Great Nicobar’s isolation has allowed species to evolve in unique ways, creating ecosystems found nowhere else on Earth. The island is home to endemic species like the Nicobar megapode, crab-eating macaque, and giant robber crab that have adapted to this specific environment over millennia. Its rainforests represent intricate webs of life where every organism plays a role—a living museum of evolution that cannot be reassembled once destroyed.

Q2: What is the coral relocation plan, and why is it problematic?

Of 20,668 coral colonies identified, 16,150 are to be translocated while the threat to remaining 4,518 will be studied. The plan, documented in 2019, is projected to take 30 years with the first decade costing ₹55 crore. The problem is that translocation has a spotty track record—corals are delicate and moving them often kills them. The 30-year timeline means corals will be exposed to dredging-related stresses long before relocation is complete. Corals enjoy the same legal protection as tigers and elephants, which means preservation in situ, not displacement.

Q3: What is the “technocratic framing” criticised in the article?

Institutions tasked with environmental protection often reduce complex ecological realities to narrow definitional thresholds—hills above 100 metres in the Aravalis, “no coral reef at precise project footprint” in Galathea Bay. This atomistic approach misses that ecosystems are interconnected wholes. Even if individual claims are accepted, the cumulative impacts of development—silt from dredging, forest clearing, habitat fragmentation—affect far more than the precise footprint. Protection cannot be reduced to checking boxes on a checklist.

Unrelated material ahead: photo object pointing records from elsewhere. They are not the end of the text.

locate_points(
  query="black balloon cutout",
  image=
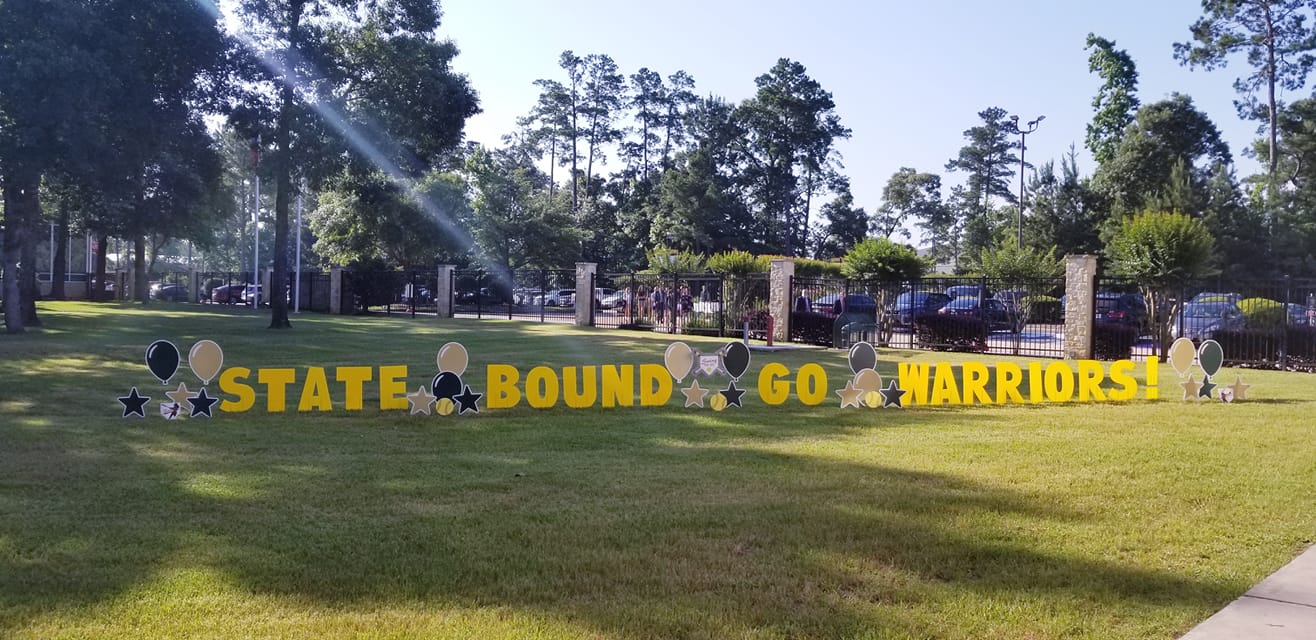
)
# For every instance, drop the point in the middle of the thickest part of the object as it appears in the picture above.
(162, 358)
(736, 360)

Q4: What legal protection do corals have under Indian law?

Corals enjoy the same legal protection as tigers and elephants. This protection is not conditional on location or diminished by proximity to development projects. It means these organisms are to be protected where they are, in situ. The law does not contemplate moving them to “safer” locations or studying threats while the threats materialise. If the law is to have any meaning, it must be enforced to prevent activities that would harm protected species.

Q5: How should strategic imperatives be weighed against environmental costs?

National security and infrastructure development are legitimate concerns. But strategic imperatives do not exempt projects from environmental scrutiny or mean every cost is acceptable. The mitigation hierarchy—avoid, minimise, restore, offset—requires first asking whether impacts can be avoided entirely. In the Great Nicobar case, avoidance seems to have been skipped in favour of minimisation and offsets. The fundamental question of whether the project should be built at all has not been seriously asked. A proper weighing would consider alternatives, smaller footprints, and less ecologically sensitive locations.